Investigators have in the past decade found small bits of debris they have claimed could be part of the missing plane, such as the flaperon found in the western Indian Ocean, but authorities do not yet know the final resting place of the aircraft. Malaysian authorities have also not reached a conclusion regarding what happened to cause the plane to disappear, though theories ranging from technical malfunction to a suicidal pilot abound.

The news follows the announcement last week that, over a decade later, the Malaysian government will resume a search effort to find the missing plane. Led by the research firm Ocean Infinity, the search is expected to resume on December 30, weather permitting, and the firm has agreed not to charge Malaysian taxpayers unless it makes a meaningful discovery.

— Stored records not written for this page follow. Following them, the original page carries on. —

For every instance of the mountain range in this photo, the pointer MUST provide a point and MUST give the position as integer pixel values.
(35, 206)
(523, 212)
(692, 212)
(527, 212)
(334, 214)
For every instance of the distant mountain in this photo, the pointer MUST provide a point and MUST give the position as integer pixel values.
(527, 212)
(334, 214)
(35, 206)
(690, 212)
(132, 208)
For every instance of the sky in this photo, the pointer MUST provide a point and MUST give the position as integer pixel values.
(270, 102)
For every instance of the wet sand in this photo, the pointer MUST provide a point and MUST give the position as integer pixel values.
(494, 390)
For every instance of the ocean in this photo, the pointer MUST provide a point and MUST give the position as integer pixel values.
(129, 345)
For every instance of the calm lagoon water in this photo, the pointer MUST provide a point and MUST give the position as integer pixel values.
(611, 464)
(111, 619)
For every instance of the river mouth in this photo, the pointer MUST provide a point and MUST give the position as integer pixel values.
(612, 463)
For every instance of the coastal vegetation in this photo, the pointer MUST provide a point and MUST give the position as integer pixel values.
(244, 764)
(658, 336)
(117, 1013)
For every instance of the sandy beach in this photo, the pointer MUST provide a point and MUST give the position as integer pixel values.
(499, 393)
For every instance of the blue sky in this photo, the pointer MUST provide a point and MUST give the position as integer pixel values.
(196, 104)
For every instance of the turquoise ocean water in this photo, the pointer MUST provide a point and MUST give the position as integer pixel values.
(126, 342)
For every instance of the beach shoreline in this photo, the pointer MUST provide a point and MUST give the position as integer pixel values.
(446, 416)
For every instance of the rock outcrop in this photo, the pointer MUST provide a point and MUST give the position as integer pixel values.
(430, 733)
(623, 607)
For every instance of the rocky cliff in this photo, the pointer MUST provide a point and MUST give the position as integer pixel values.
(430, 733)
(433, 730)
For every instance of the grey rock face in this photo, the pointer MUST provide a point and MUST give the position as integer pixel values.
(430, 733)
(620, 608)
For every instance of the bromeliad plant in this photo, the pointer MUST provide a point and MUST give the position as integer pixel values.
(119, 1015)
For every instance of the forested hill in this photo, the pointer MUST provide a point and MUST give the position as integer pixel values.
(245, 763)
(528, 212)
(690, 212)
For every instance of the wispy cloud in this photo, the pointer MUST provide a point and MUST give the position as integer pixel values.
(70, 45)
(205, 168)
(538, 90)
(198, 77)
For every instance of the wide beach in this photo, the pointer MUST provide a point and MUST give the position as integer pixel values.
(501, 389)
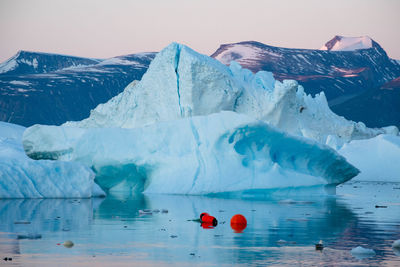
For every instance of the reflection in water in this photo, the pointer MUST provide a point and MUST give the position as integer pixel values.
(277, 232)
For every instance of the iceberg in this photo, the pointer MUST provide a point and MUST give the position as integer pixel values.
(183, 83)
(223, 152)
(22, 177)
(375, 158)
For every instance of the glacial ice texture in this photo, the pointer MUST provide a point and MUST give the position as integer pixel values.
(22, 177)
(182, 83)
(218, 153)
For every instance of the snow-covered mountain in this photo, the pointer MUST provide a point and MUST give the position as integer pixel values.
(376, 106)
(195, 126)
(26, 62)
(182, 83)
(51, 89)
(346, 68)
(342, 43)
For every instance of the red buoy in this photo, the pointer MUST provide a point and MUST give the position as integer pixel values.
(204, 213)
(238, 223)
(207, 225)
(207, 219)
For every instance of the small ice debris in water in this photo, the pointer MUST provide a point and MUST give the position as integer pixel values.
(361, 253)
(22, 222)
(68, 244)
(319, 246)
(145, 212)
(29, 236)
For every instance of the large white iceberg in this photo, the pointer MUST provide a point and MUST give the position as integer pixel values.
(182, 83)
(218, 153)
(22, 177)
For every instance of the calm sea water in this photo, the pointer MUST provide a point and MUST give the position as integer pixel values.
(280, 231)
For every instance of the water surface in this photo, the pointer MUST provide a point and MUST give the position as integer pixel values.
(280, 231)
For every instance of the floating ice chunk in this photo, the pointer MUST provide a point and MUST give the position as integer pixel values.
(22, 177)
(361, 253)
(221, 152)
(375, 158)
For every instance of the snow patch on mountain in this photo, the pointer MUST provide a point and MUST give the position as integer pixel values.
(241, 51)
(341, 43)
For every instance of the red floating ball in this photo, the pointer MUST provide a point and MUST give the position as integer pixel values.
(209, 219)
(203, 214)
(238, 223)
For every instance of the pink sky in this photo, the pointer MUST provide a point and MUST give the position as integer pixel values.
(101, 29)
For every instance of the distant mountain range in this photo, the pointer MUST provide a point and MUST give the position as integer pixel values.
(349, 70)
(360, 81)
(51, 89)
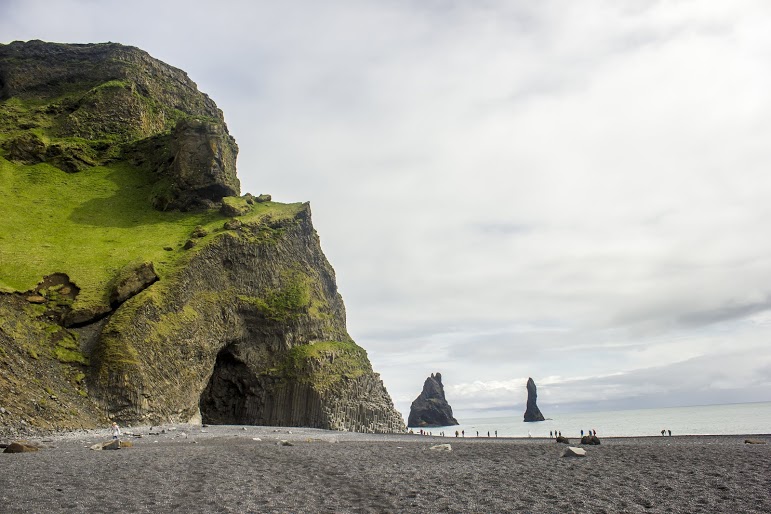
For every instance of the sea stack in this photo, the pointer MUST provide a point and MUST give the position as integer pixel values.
(431, 409)
(532, 413)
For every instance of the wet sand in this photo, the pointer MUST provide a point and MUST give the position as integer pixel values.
(224, 469)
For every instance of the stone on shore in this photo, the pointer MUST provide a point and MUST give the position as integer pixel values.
(572, 451)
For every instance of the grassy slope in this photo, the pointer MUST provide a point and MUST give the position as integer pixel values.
(89, 225)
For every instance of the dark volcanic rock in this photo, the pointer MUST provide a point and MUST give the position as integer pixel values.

According to the Chinese state news outlet Xinhua, the Beijing court’s ruling in favor of the families resolves eight of 78 lawsuits involving passengers on MH370, involving 75 missing people. An estimated 47 of these cases are no longer active as the families settled with the airline out of court, but the Chinese Communist Party’s legal system is still processing 23 other cases. Reports indicated that the compensation in the eight cases resolved this week was meant as redress for emotional distress and financial losses such as funeral costs; the Chinese government has legally ruled the passengers of the aircraft dead despite the absence of proof that they died on the flight, allowing for legal procedures based on wrongful death laws.

The international nature of the plane’s disappearance, and the failure of the Malaysian government under three successful prime ministers to solve the mystery, has plagued Kuala Lumpur as a significant foreign policy issue, notable given that Malaysia and China otherwise enjoy relatively friendly relations. In 2015, shortly after the alleged discovery of MH370’s flaperon in 2015, a group of 50 loved ones of the passengers stormed the Malaysian embassy in Beijing demanding answers. The relatives, insisting they did not trust the Malaysian government to tell the truth about the discovery, were also demanding flights to Reunion, the French African island off of whose waters the flaperon was reportedly found.

“These findings are fake. This is a conspiracy. Everything is fake,” Dai Shuqin, whose sister was on the flight, told NBC News at the time.

China is a communist state that aggressively and violently suppresses dissent; the government allowing such a public assembly without punishing or silencing the passengers’ loved ones was seen at the time as an indication of the Chinese government’s own impatience with the slow and unfruitful search for the plane.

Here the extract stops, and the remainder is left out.